Les résultats de cette première étude avec le baclofène utilisé à fortes doses (129 + 71mg /jour) publié cette semaine dans la revue Alcohol Alcoholism sont pour le moins encourageants. Chez les 132 patients à "haut risque" (consommation moyenne d'alcool initiale = 182 + 92 g/jour) analysés dans l'étude, 80% (i.e. 58% des 181 patients inclus) étaient soit abstinents (n = 78) ou consommateurs de « bas risque » (n = 28) au 12ième mois de traitement. Des résultats prometteurs quand on connait les résistances et la controverse autour de ce traitement à fortes doses.

Tout l'intérêt de cette étude préliminaire est de poser les bases d'un essai plus vaste qui doit démarrer ce printemps sous l'égide de l'AP-HP, coordonné par le Dr Philippe Jaury. Il inclura 304 patients (la moitié sous baclofène, l'autre moitié sous placebo) ayant un problème avec l'alcool, recrutés dans des cabinets de ville.

« L'inclusion est prévue sur 6 mois, mais il en faudra probablement seulement 3, vu la demande » expliquait le Dr Jaury lors d'une présentation au Congrès international de Toxicomanie, Hépatite SIDA à Biarritz en octobre 2011. Le critère principal portera sur le nombre de patients abstinents à 1 an ou ayant une consommation normale (« médicalement correcte »), a défini l'orateur, « un nouveau paradigme » en matière de traitement de l'alcoolisme. Au vu des essais préliminaires, les doses moyennes devraient tourner aux environs de 120 à 130 mg/j.

Une large utilisation hors AMM

Lors de la Semaine Médicale de Lorraine, le Pr François Paille (médecin addictologue et alcoologue, Secrétaire général de la Fédération Française d'Addictologie (FFA), Président du Collège Professionnel des Acteurs de l'Addictologie Hospitalière (COPAAH), responsable de l'équipe de liaison en Alcoologie du CHU de Nancy) avait évoqué le baclofène lors de sa présentation des médicaments de la dépendance à l'alcool actuellement disponibles et en cours d'évaluation. Il avait rappelé que « l'Afssaps considère qu'il y a actuellement à peu près 20 000 prescriptions de baclofène en France ».

L'addictologue disait ne pas voir d'obstacle à utiliser le baclofène en cas d'échec des thérapeutiques validées, en 2ème ou 3ème intention hors AMM après une analyse soigneuse du rapport bénéfice/risque chez chaque patient, après une information soigneuse et écrite du patient, et après avoir inscrit la mention « non remboursable » sur l'ordonnance.

« L'inconvénient est qu'en contrepartie, nous n'avons pratiquement pas d'études qui permettent de valider le rapport bénéfice-risque de ce médicament, soulignait alors l'orateur dont le positionnement rejoignait celui de la Société Française d'Alcoologie : difficile en effet d'utiliser ce médicament en routine car la tolérance n'est pas parfaite. « Tant que nous sommes dans le cadre de cohortes très encadrées avec des patients très motivés, le risque est limité mais, le jour où le baclofène sera disponible à l'échelle de la population, j'ai peur d'observer une dérive des indications et des observances farfelues comme pour le Médiator®. Or, le risque d'effets indésirables est là » remarquait-il.
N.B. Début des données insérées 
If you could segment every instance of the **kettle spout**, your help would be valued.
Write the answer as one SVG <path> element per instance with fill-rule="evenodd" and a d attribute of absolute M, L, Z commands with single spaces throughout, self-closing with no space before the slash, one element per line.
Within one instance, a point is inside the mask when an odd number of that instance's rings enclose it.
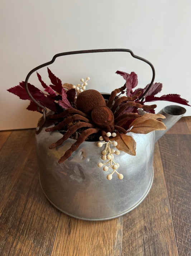
<path fill-rule="evenodd" d="M 158 114 L 161 114 L 166 117 L 163 120 L 163 122 L 167 127 L 166 130 L 161 131 L 155 131 L 155 140 L 158 140 L 175 123 L 183 116 L 186 111 L 184 108 L 180 106 L 171 105 L 167 106 L 161 110 Z"/>

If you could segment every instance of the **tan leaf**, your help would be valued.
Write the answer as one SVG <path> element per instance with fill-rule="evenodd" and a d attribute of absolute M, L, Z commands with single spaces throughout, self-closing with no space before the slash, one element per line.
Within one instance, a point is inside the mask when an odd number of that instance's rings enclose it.
<path fill-rule="evenodd" d="M 162 122 L 156 119 L 151 118 L 143 120 L 137 123 L 134 123 L 129 131 L 135 133 L 145 134 L 153 131 L 164 130 L 166 129 L 166 125 Z"/>
<path fill-rule="evenodd" d="M 150 114 L 147 113 L 142 116 L 140 117 L 138 117 L 135 119 L 131 123 L 129 126 L 129 128 L 133 126 L 135 123 L 137 123 L 139 122 L 142 122 L 144 120 L 146 119 L 157 119 L 158 118 L 166 118 L 165 117 L 161 114 Z"/>
<path fill-rule="evenodd" d="M 115 140 L 118 143 L 116 148 L 119 150 L 121 150 L 131 156 L 136 155 L 136 142 L 131 136 L 123 133 L 116 133 L 117 136 L 111 138 L 111 140 Z"/>

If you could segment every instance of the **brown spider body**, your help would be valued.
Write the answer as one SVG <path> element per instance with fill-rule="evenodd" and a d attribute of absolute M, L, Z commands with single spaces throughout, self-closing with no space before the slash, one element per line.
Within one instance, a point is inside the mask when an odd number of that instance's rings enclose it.
<path fill-rule="evenodd" d="M 70 157 L 86 138 L 92 134 L 97 133 L 100 131 L 105 141 L 108 141 L 108 137 L 106 135 L 107 133 L 112 133 L 116 130 L 120 133 L 126 133 L 126 131 L 122 127 L 118 126 L 118 123 L 121 123 L 123 120 L 125 120 L 126 122 L 140 116 L 137 113 L 126 113 L 123 114 L 124 107 L 133 106 L 143 109 L 147 107 L 147 109 L 148 109 L 148 106 L 144 106 L 132 101 L 135 98 L 134 96 L 133 98 L 126 96 L 118 98 L 113 104 L 116 94 L 122 91 L 125 88 L 125 86 L 124 86 L 113 91 L 107 104 L 102 95 L 97 91 L 95 90 L 84 91 L 81 93 L 77 97 L 77 109 L 73 108 L 68 108 L 60 114 L 48 117 L 51 119 L 57 120 L 70 116 L 57 125 L 47 128 L 46 129 L 46 131 L 57 130 L 74 120 L 80 120 L 80 122 L 74 124 L 70 128 L 62 138 L 56 143 L 50 145 L 49 147 L 50 149 L 54 148 L 61 145 L 78 129 L 87 127 L 79 136 L 76 142 L 61 157 L 58 161 L 59 163 L 62 163 Z M 122 102 L 124 104 L 120 107 L 120 104 Z M 125 107 L 124 105 L 125 105 Z M 156 106 L 156 105 L 152 105 L 150 106 L 150 109 L 152 109 Z"/>

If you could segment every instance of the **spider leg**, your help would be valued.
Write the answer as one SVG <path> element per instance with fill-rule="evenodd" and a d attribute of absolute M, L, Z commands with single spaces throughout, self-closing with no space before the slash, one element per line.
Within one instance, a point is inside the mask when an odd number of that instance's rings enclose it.
<path fill-rule="evenodd" d="M 130 119 L 135 119 L 135 118 L 140 117 L 141 116 L 138 114 L 137 113 L 124 113 L 122 114 L 119 116 L 118 116 L 114 120 L 115 123 L 117 124 L 119 122 L 121 122 L 123 120 L 128 121 Z"/>
<path fill-rule="evenodd" d="M 93 125 L 90 123 L 86 123 L 84 122 L 79 122 L 78 123 L 76 123 L 73 126 L 72 126 L 64 134 L 63 136 L 58 140 L 55 143 L 52 143 L 49 146 L 49 148 L 50 149 L 52 148 L 55 148 L 57 147 L 60 146 L 62 145 L 63 142 L 65 142 L 67 139 L 68 139 L 71 135 L 75 133 L 75 131 L 78 129 L 82 127 L 90 127 L 93 128 L 94 127 Z"/>
<path fill-rule="evenodd" d="M 70 123 L 74 121 L 75 120 L 82 120 L 82 121 L 86 122 L 87 123 L 90 122 L 90 120 L 87 118 L 83 116 L 82 116 L 80 114 L 74 114 L 73 116 L 69 116 L 66 119 L 65 119 L 63 121 L 60 122 L 57 125 L 56 125 L 53 127 L 47 128 L 45 129 L 46 131 L 57 131 L 59 129 L 61 129 L 63 127 L 64 127 L 65 125 L 69 123 Z"/>
<path fill-rule="evenodd" d="M 76 109 L 75 108 L 68 108 L 67 109 L 66 109 L 64 112 L 62 112 L 59 114 L 56 114 L 48 116 L 47 117 L 49 118 L 53 119 L 57 119 L 59 118 L 64 117 L 66 116 L 67 116 L 70 114 L 78 114 L 82 116 L 84 116 L 85 117 L 88 117 L 87 115 L 86 114 L 85 114 L 82 111 L 81 111 L 80 110 L 78 110 L 78 109 Z"/>
<path fill-rule="evenodd" d="M 109 140 L 108 139 L 108 137 L 106 135 L 106 134 L 107 133 L 105 131 L 102 130 L 101 133 L 101 136 L 103 137 L 103 139 L 105 140 L 105 141 L 106 142 L 108 142 L 109 141 Z"/>
<path fill-rule="evenodd" d="M 92 133 L 97 133 L 100 130 L 99 128 L 89 128 L 84 131 L 82 134 L 80 135 L 76 141 L 72 144 L 70 148 L 68 149 L 64 155 L 58 161 L 59 163 L 61 163 L 69 157 L 73 152 L 78 148 L 78 147 L 83 142 L 86 138 Z"/>
<path fill-rule="evenodd" d="M 111 92 L 111 96 L 109 98 L 108 104 L 107 104 L 107 107 L 110 108 L 116 94 L 119 93 L 120 93 L 121 91 L 122 91 L 126 87 L 126 86 L 125 85 L 125 84 L 122 87 L 119 88 L 118 89 L 115 89 L 114 91 Z"/>

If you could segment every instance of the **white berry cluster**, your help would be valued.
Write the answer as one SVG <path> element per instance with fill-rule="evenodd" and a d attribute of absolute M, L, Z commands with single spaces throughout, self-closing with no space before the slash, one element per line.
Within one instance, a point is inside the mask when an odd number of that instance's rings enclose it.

Les effets indésirables sont très fréquents à ces posologies très élevées (fatigue, somnolence, insomnie, nausées/vomissements, vertiges, altérations sensorielles, troubles sexuels, paresthésie, dépression, perte de poids). « Aucun, effet indésirable grave direct n'a été relevé, toutefois, des chutes ayant entraîné des décès ont été rapportées et il n'est pas impossible qu'elles aient été associées à la prise du médicament. L'effet le plus fréquent est un syndrome de sédation important aux posologies très élevées. Au-dessus de 150-200 mg, une activité classique comme la conduite automobile devient impossible », spécifiait alors l'addictologue.